What started out as notes and just following my curiousity became an opportunity for me to share what I learned.
“But the thing about keeping notebooks is that you have revisit them in order to make the most out of them. You have to flip back through old ideas to see what you’ve been thinking,” writes Austin Kleon in hus book Show Your Work! “Once you make sharing part of your daily routine, you’ll notice themes and trends emerging in what you share. You’ll find patterns in your flow.”
This is also the reason why I keep commonplace notebooks and read it religiously. I’m always on a lookout for any patterns. All of my blogposts are from patterns too. If you had read most of them, you’ll notice that ideas are overlapping with each other. I built into it every now and then.
I never imagined that my curiousity could grow into something. Whenever I remember how my journey went, I became much much more confident in acting on my ideas even though the future looked so uncertain.
It’s not how smart you are in the field or how skilled you are. What matters is what you contribute. Author James Clear wrote tips on how to get started as a writer and the last tip states, “Write about what fascinates you. You don’t need to be an expert. Curiousity leads to expertise.”
Small things when accumulated turns into something massive. Do not worry about not having a big idea, just continue working first on where your curiousity leads you.
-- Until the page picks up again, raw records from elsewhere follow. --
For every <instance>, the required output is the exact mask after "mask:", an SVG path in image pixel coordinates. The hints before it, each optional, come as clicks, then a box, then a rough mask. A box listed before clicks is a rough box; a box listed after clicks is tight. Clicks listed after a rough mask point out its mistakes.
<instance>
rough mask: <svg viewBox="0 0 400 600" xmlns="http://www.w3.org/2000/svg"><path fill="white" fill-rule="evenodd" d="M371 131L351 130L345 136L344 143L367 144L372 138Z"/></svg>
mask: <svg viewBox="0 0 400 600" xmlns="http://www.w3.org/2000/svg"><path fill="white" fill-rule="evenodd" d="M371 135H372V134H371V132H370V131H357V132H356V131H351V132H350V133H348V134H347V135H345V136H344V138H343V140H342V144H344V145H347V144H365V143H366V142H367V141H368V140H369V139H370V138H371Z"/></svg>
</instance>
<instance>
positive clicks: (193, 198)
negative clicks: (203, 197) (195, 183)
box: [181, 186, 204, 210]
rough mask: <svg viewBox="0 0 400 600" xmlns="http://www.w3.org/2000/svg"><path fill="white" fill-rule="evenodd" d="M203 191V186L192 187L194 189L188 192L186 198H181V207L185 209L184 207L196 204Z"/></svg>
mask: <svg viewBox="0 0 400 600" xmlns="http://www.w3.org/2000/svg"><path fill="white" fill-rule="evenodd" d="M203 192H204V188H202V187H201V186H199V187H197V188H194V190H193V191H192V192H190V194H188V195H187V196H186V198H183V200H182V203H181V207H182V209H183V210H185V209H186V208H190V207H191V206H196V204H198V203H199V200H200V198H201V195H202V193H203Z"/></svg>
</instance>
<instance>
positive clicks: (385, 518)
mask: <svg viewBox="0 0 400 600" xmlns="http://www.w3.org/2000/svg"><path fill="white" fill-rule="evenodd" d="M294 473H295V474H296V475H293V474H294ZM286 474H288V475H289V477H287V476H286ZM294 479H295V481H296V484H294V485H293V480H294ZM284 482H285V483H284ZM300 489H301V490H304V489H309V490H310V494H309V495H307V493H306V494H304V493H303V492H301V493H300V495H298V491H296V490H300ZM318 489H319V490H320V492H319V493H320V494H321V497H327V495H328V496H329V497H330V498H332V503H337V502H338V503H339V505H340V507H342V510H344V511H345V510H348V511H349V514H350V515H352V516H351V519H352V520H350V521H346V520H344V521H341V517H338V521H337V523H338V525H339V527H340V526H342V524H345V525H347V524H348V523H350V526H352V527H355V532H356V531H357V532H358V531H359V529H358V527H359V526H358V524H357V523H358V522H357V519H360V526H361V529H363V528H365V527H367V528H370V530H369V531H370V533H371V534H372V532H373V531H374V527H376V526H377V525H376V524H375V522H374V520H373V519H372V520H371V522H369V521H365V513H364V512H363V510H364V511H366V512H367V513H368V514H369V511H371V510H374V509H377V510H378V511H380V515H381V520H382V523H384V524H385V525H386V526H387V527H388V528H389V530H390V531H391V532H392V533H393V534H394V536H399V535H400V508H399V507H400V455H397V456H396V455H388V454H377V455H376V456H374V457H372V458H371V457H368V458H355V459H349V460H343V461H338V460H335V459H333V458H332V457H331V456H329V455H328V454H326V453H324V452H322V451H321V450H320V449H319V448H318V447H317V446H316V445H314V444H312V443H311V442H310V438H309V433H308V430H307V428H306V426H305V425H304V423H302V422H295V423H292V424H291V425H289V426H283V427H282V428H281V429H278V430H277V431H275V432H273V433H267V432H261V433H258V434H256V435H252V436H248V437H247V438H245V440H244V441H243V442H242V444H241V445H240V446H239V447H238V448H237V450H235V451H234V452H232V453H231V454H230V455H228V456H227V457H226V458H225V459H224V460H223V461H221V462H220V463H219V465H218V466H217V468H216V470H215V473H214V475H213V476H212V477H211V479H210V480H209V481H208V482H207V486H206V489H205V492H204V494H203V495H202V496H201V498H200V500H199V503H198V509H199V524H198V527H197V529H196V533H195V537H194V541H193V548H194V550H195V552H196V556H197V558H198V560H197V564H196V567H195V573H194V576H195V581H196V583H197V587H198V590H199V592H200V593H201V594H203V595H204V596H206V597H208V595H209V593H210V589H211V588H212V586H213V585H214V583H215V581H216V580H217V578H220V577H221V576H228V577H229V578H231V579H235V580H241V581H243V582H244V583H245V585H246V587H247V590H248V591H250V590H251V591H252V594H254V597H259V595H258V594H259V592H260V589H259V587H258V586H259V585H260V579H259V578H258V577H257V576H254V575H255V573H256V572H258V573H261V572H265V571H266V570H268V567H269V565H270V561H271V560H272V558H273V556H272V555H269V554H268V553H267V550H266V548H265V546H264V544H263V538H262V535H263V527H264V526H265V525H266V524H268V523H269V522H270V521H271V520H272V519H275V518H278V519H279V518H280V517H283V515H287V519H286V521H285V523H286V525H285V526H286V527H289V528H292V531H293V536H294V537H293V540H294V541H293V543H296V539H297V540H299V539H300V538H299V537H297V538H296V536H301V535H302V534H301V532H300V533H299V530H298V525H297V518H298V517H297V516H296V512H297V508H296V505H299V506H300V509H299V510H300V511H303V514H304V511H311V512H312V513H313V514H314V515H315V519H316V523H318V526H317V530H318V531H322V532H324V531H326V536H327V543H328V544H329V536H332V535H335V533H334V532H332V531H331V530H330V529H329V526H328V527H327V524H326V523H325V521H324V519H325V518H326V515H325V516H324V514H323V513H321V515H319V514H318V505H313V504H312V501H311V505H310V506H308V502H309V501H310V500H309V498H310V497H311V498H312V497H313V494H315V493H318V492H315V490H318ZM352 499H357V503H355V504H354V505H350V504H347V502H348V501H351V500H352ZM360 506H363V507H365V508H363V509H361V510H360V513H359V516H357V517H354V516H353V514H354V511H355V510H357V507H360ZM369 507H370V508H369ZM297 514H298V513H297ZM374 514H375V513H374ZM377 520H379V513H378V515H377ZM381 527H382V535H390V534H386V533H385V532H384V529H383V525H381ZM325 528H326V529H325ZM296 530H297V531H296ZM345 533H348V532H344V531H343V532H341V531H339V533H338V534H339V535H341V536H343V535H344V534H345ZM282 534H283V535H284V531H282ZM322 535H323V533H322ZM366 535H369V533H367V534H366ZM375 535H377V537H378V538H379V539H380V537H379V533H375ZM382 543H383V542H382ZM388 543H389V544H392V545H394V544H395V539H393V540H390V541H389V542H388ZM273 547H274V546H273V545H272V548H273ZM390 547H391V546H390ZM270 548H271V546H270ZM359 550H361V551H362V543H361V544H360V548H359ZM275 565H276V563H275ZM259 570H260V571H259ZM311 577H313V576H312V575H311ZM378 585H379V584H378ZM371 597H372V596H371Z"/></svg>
Author Paul Graham advices:
“The way to get a big idea to appear in your head is not to hunt for bìg ideas, but to put in a lot of time on work that interests you, and in the process keep your mind open enough that a big idea can take roast… Put in time how and on what? Just pick a project that seems interesting: to master some chunk of material, or to make something, or to answer some question. Choose a project that will take less than a month, and make it something you have the means to finish. Do something hard enough to stretch you, but only just, especially at first. If you’re deciding between two projects, choose whichever seems most fun. If one blows up in your face, start another. Repeat till, like an internal combustion engine, the process becomes self-sustaining, and each project generates the next one. (This could take years!)”
Content creator Ali Abdaal shared his favorite quote from Kurt Vonnegut,
“And I urge you to please notice when you are happy, and exclaim or murmur or think at some point, ‘If this isn’t nice, I don’t know what is.”
And I think this is one of the things that I continously think about these past few days.
When I’m sipping my hot choco during the morning, or when I’m drawing, or reading a really good book, or writing, or just lying on my bed after a long day, I think about this: If this isn’t nice, then I don’t know what is.
It allows me to be more grateful in the present and whenever I just think about that sentence, my face will immediately light up and I’ll smile. It helps me to remember that I am a human, I have feelings and emotions, and I enjoy what I do and I am living my best life.
Everday is not a holiday or vacation. In fact, most of the everyday life are mundane moments and being able to appreciate the smallest things and not taking for granted anything is the life itself.